A key attraction is the low fees that bond index...

A key attraction is the low fees that bond index funds charge. Credit: iStock

Forget trying to beat the market.

Investors have been doing it for years with their stock funds, content to get simply the market average with index funds — and to pay their correspondingly low fees. Now, more investors are making the move with the bond part of their portfolio as well.

They’re pulling their savings out of actively managed bond funds and moving instead into mutual funds and exchange-traded funds that track bond indexes. The trend began in 2013, when the U.S. bond market had its first losing year in more than a decade.

It’s grown steadily enough that $27 of every $100 in bond funds is now in an index fund, according to Morningstar. That’s a record percentage. Bond index funds controlled only about half that as recently as 2008.

A key attraction is the low fees that index funds charge. Bond index funds overall keep $10 of every $10,000 invested annually to cover their expenses, according to the Investment Company Institute. Actively managed bond funds keep $60.

“It’s hard to justify the cost of active management in fixed income with yields as low as they are,” says Stephen Janachowski, CEO at Brouwer & Janachowski, a financial advisory firm that manages $1.3 billion in assets.

The yield on a 10-year Treasury note is just 1.74 percent, down from 5 percent a decade ago and 15 percent in the early 1980s. It’s important to keep as much of that slim amount as possible.

Bond index funds have also performed relatively well recently, which has helped draw more dollars. Just 6 percent of funds that invest in investment-grade, intermediate-term bonds were able to match or beat a corresponding index last year, according to S&P Dow Jones Indices.

Anyone considering a move into bond index funds, though, should first pay close attention to what’s in the index.

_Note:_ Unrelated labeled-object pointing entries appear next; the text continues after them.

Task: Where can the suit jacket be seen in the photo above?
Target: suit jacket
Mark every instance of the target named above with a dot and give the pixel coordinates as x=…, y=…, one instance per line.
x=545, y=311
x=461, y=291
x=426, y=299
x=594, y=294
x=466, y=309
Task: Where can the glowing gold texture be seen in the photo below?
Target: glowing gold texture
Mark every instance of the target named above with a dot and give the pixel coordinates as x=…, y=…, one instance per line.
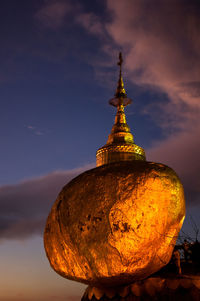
x=120, y=145
x=115, y=223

Many are heavy in Treasurys and other government debt. These bonds will likely hold up best when the stock market is tanking, but they also have the lowest yields in an already low-yield universe.

The starting point for deciding whether to buy a fund should perhaps be whether it charges high or low expenses, rather than whether it employs an active manager.

More than any other factor, a fund’s expense ratio “is the most proven predictor of future fund returns,” a recent study by Morningstar found. The cheapest funds more often end up being among the successful ones, regardless of what they invest in.